|Temperature: 44.6°F | Humidity: 80% | Pressure: 30.35in (Rising) | Conditions: Mostly Cloudy | Wind Direction: West | Wind Speed: 5.8mph|
TEEN DROWNS NEAR SULTAN WHILE RAFTING THE SKYKOMISH
July 16, 2010
(SULTAN, WA) -- The Snohomish County Sheriff’s office says a young man believed to be in his late teens drowned on the Skykomish River just west of Sultan Friday while out rafting with friends.
Map shows general area of drowning accident. CLICK TO ENLARGE
Rescue officials said a group of eight friends was out on the river in several different rafts when round 1 pm one of the rafts struck debris in the water and the young man - wearing just shorts and a T-shirt and no life vest - was thrown into the frigid water of the Skykomish River.
Friends tried to grab him, but strong river currents pinned him against a log under the water and he drowned.
Rescue personnel finally recovered the man’s body about 5 pm. No one else in the rafting party was injured.
Officials said none of the rafts the teens were using were river capable rafting devices but were more the swimming pool or calm lake type floating mattress devices and none of the teens were wearing a life vest.
All rivers near mountains are deceptively treacherous this time of year because mountain snow run off keeps debris in the rivers and temperatures in the rivers are frigid even though surface water temperature may seem warm in places.
And particularly on rivers like the Skykomish River, underwater currents are treacherous and the danger to rafters only becomes apparent once a person has gone into the river and ties to maneuver out of danger.
It's also the time of year when large numbers of people head to lakes, rivers, ponds and the various waters of Puget Sound to play and cool off.
Public health agencies and local fire departments caution people that the combo of cold waters and high temperatures this early in the summer significantly raises the risk of drowning.
Local lakes are cold and dangerously deep, and rivers are running swift and cold.
"Our local lakes and rivers may look inviting in the warming weather, but this is also the riskiest time to swim, tube, or raft in local lakes and rivers because of the cold and rapid waters," said Dr. David Fleming, Director and Health Officer for Public Health - Seattle & King County last month.

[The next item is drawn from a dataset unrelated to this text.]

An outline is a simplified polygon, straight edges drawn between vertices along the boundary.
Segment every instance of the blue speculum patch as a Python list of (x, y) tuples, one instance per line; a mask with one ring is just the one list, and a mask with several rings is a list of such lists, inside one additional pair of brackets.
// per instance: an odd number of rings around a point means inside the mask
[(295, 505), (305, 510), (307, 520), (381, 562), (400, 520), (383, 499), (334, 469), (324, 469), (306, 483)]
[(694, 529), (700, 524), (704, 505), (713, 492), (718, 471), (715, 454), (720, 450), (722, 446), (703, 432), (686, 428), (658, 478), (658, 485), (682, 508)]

Preventable and tragic deaths happen every year in local waterways. In fact drowning is the second leading cause of unintentional injury and death for children under age of 18. Most drowning deaths occur in outdoor settings such as lakes, rivers, and ponds.
~ Nationally, about 19% of drowning deaths involving children occur in public pools with certified lifeguards present and a swimming pool pool is 14 times more likely than a motor vehicle to be involved in the death of a child age 4 and under.
~ Of all preschoolers who drown, 70 percent are in the care of one or both parents at the time of the drowning and 75 percent are missing from sight for five minutes or less.
~ In 2009, King County lost 16 adults over 18 years of age to unintentional drowning, 10 of which took place in open water, such as rivers, lakes, ponds or Puget Sound.
~ Most drowning deaths occurred in the earlier part of swim season. In 2008, there were 100 drowning deaths statewide.
One positive development is that no children have drowned in two years by unintentional or non-traffic related causes. Drowning prevention activities and policies have contributed to this success, and local and state officials are building on these efforts to help communities and families prevent future tragedies.